Certo, oggi le cose sono ancora più complesse. La modernità e la scienza classica, dai loro albori, hanno preteso di elaborare leggi eterne e, riduzionisticamente, di negare la mutevolezza e la corruttibilità del divenire naturale. I parametri galileiani, baconiani, cartesiani e newtoniani legati alla quantità si sono gradualmente affermati nel corso della rivoluzione scientifica a scapito del paradigma aristotelico incardinato sul dispositivo della qualità. A questo si aggiunga l’affermazione del capitalismo come punto di svolta nel passaggio da un mondo armonico e unitario ad un mondo dicotomico, scisso e asimmetrico. Se Porfirio poteva ancora permettersi di parlare della Terra come del focolare comune degli dèi e degli uomini oggi siamo approdati ad un mondo in cui gli animali, come tutto d’altra parte, sono merce da produrre su scala industriale (si pensi al bio-tech). Ci si chiede, per esempio, se è eticamente legittimo ingabbiare gli animali per crudeli esperimenti di vivisezione o ucciderli per soddisfare le esigenze effimere della moda. A conferma del fatto che il rapporto con la natura, in effetti, non può essere separato dai rapporti di produzione e dai conflitti sociali inerenti a quei rapporti.
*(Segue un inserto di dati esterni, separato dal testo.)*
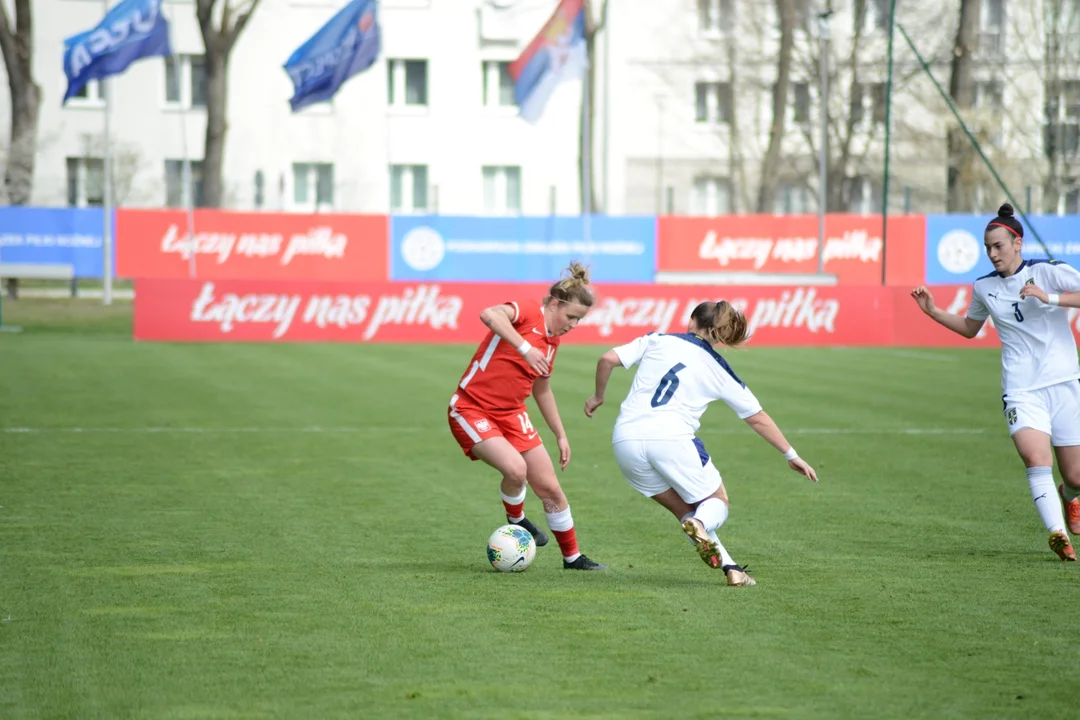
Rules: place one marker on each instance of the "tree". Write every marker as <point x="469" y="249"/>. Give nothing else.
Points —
<point x="593" y="27"/>
<point x="127" y="162"/>
<point x="770" y="164"/>
<point x="17" y="50"/>
<point x="220" y="26"/>
<point x="961" y="89"/>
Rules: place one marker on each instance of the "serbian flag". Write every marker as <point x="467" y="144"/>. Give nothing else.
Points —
<point x="557" y="53"/>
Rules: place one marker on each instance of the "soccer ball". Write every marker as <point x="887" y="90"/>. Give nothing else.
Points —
<point x="511" y="548"/>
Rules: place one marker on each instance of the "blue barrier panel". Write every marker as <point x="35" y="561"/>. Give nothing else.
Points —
<point x="621" y="249"/>
<point x="956" y="256"/>
<point x="54" y="235"/>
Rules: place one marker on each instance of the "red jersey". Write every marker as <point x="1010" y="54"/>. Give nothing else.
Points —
<point x="498" y="377"/>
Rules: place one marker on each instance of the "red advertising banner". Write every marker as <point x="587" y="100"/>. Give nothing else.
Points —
<point x="261" y="311"/>
<point x="788" y="244"/>
<point x="252" y="245"/>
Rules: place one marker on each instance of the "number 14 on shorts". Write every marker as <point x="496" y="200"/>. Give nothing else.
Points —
<point x="526" y="423"/>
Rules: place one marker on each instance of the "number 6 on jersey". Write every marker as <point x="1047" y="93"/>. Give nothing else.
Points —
<point x="667" y="385"/>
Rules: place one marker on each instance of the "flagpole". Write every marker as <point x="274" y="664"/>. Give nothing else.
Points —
<point x="107" y="221"/>
<point x="586" y="170"/>
<point x="107" y="201"/>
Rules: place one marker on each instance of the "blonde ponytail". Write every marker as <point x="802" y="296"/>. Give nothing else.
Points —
<point x="720" y="322"/>
<point x="574" y="287"/>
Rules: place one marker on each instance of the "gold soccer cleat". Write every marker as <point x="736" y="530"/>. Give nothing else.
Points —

Resta in sospeso un ultimo aspetto della questione, colto in modo particolare da Felice Cimatti in un suo recente intervento su Alias de Il Manifesto. Tutti i pensatori in rassegna si definiscono in quanto esseri umani, sono cioè portatori di un punto di vista da cui osservare il tema del rapporto tra umano e non umano/animale che non è neutro. Il paradosso consiste nel fatto che, da Aristotele a Porfirio, ognuno dei filosofi si avvicina al proprio interlocutore per confessargli, nascostamente ma non troppo, che il problema non è solo legato alla necessità di colmare quello spazio vuoto lasciato aperto dal non umano. Ma che solo a partire dalla definizione di esso sarà anche possibile, per differenza, analogia o contrapposizione, definire cosa è l’umano. Un paradosso emblematico, se si pensa al fatto che il nostro è un contesto culturale nel quale domina la pretesa dell’oggettività imparziale e disinteressata. E in cui perfino la stessa nozione di natura è una categoria sociale. Ed in effetti, in un mondo in cui sono i rapporti capitalistici di produzione a definire il rapporto concreto tra natura e società, l’oggettività non può essere intesa come una grandezza esterna alla società. Al contrario ne è un sottoprodotto, rappresenta cioè un effetto ideologico che mira a celare, dietro la presunta parvenza dell’asettica neutralità, precise responsabilità politiche e di potere funzionali al processo di accumulazione di specifici sottosistemi della società. È questo il compito più importante che si trova a dover affrontare chi si interroga criticamente sulle logiche a cui risponde lo sfruttamento e il maltrattamento degli animali. Ecco perché a noi non resta che auspicare che sia il lettore stesso a sentirsi partecipe, sulla scorta di quanto insegnano problematicamente gli antichi, non solo dell’umanità di chi scrive ma anche della dignità, se così si può dire, di tutti gli altri esseri viventi.